Oft zeigt sich dabei: Nicht die Affäre allein zerstört die Beziehung, sondern der Umgang danach. Manche Paare wachsen durch den Bruch sogar enger zusammen – andere erkennen, dass das Vertrauen dauerhaft zerstört ist. Es gibt keine allgemeingültige Antwort – nur individuelle Wege.
8. Der Wandel der Treuebegriffe

Unsere Vorstellungen von Treue und Beziehung befinden sich im Wandel. Während klassische Monogamie weiterhin vorherrscht, entdecken immer mehr Paare offene oder alternative Beziehungsformen, um ihre Bedürfnisse ehrlich zu leben.

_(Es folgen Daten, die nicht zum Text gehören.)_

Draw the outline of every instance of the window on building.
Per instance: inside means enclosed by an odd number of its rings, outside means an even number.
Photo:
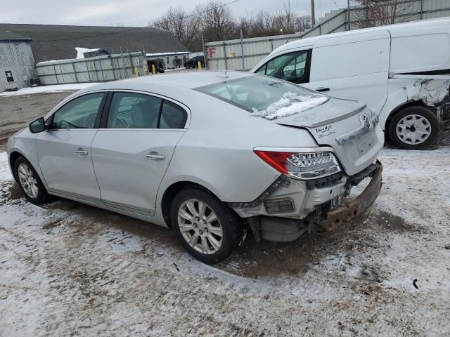
[[[14,81],[14,77],[13,77],[13,72],[11,70],[5,71],[5,77],[6,77],[7,82]]]

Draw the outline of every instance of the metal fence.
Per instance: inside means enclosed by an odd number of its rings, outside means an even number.
[[[401,0],[401,11],[395,22],[450,16],[450,0]],[[290,35],[255,37],[207,42],[204,50],[207,67],[249,70],[275,48],[288,42],[326,34],[344,32],[379,25],[376,8],[354,6],[331,11],[311,29]]]
[[[40,62],[36,71],[41,84],[105,82],[148,74],[145,52]]]

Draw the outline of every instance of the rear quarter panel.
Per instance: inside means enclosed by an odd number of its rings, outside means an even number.
[[[191,124],[178,143],[158,191],[191,181],[228,202],[250,201],[280,173],[254,152],[258,146],[317,146],[306,130],[277,125],[231,104],[197,93],[185,104]]]

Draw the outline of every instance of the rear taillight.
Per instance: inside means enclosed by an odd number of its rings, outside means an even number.
[[[314,179],[341,171],[333,152],[286,152],[255,150],[259,158],[274,168],[296,179]]]

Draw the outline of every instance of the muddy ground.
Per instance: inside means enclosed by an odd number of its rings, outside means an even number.
[[[1,135],[68,94],[0,98],[13,123]],[[6,101],[32,112],[6,121]],[[64,199],[30,204],[0,153],[0,336],[450,336],[444,135],[432,150],[385,149],[382,192],[357,220],[290,243],[249,235],[214,266],[169,230]]]
[[[73,91],[0,96],[0,152],[6,151],[8,138],[30,121],[46,114]]]

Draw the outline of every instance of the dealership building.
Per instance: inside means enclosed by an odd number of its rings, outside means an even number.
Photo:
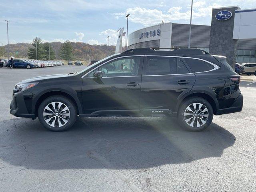
[[[223,55],[234,65],[256,62],[256,9],[213,8],[211,26],[192,25],[190,48]],[[188,48],[190,25],[167,23],[129,35],[129,48]]]

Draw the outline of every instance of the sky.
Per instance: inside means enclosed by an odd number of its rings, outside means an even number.
[[[120,28],[128,34],[164,22],[189,24],[191,0],[1,0],[0,45],[68,40],[91,44],[116,45]],[[238,5],[256,8],[256,0],[194,0],[192,24],[210,25],[213,8]]]

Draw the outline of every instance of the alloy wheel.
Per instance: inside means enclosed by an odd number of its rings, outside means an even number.
[[[54,102],[48,104],[43,114],[45,122],[52,127],[60,127],[65,125],[70,117],[70,111],[64,103]]]
[[[185,110],[184,119],[191,127],[199,127],[204,125],[209,116],[208,109],[201,103],[194,103],[189,105]]]

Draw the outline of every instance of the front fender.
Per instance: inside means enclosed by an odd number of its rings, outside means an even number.
[[[56,87],[58,87],[56,88]],[[70,96],[75,101],[77,105],[79,114],[82,113],[82,108],[77,95],[77,93],[71,87],[67,85],[54,85],[44,87],[43,89],[40,90],[40,92],[32,92],[35,94],[33,98],[32,112],[33,114],[35,114],[35,109],[36,103],[40,98],[44,94],[53,92],[60,92],[64,93]]]

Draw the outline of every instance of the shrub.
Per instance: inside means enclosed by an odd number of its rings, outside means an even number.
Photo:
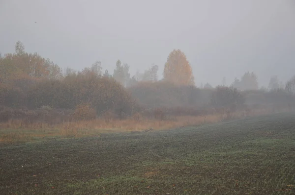
[[[244,97],[232,87],[218,86],[213,92],[211,103],[215,108],[226,107],[235,109],[245,102]]]

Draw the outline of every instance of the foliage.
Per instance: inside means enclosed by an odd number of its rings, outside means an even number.
[[[211,95],[211,103],[216,108],[228,107],[235,109],[245,102],[243,96],[232,87],[217,86]]]
[[[129,88],[132,97],[147,108],[205,106],[209,103],[212,90],[193,86],[179,86],[160,81],[140,82]]]
[[[277,76],[273,76],[270,78],[269,80],[269,83],[268,84],[268,89],[270,90],[273,90],[280,88],[280,84],[279,84],[279,79]]]
[[[121,85],[126,87],[130,78],[129,73],[129,67],[127,64],[121,64],[121,61],[118,60],[116,65],[116,69],[114,70],[114,78]]]
[[[20,42],[15,45],[15,53],[7,53],[0,58],[0,77],[3,82],[14,78],[58,79],[62,76],[59,66],[37,53],[26,52]]]
[[[254,73],[247,72],[241,77],[240,80],[235,78],[232,86],[242,91],[257,90],[258,89],[258,77]]]
[[[124,88],[114,79],[88,73],[79,73],[62,81],[44,80],[32,87],[28,94],[28,106],[43,105],[74,109],[89,103],[98,114],[109,109],[122,109],[131,114],[136,103]]]
[[[194,85],[192,68],[186,56],[180,49],[174,49],[165,64],[164,79],[179,85]]]
[[[204,88],[210,89],[213,89],[213,87],[209,83],[207,83],[204,85]]]
[[[295,95],[295,75],[293,76],[286,84],[286,90],[290,94]]]

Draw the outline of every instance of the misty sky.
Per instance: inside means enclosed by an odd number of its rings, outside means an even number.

Wichtig bleibt dabei der konsensuale Umgang mit Grenzen – denn Treue bedeutet nicht für alle das Gleiche. Untreue beginnt nicht immer im Schlafzimmer, manchmal schon im Kopf. Wer früh und offen kommuniziert, hat bessere Chancen, den eigenen Werten und denen des Partners gerecht zu werden – und Beziehung neu zu denken.
9. Fazit: Zwischen Wunsch und Wirklichkeit

Untreue bleibt ein sensibles Thema – und eines, das viele betrifft. Die Statistiken zeigen: Treue ist der Anspruch, aber nicht immer die Realität. Besonders spannend ist, wie unterschiedlich Männer und Frauen Fremdgehen bewerten – und wie sich Vorstellungen von Beziehung langsam verschieben.
Wer liebt, muss nicht perfekt sein – aber ehrlich. Kommunikation, Vertrauen und gemeinsame Werte bleiben entscheidend, um in einer Welt voller Versuchungen gemeinsam auf Kurs zu bleiben. Denn am Ende zählt nicht nur Treue, sondern wie wir mit ihr umgehen.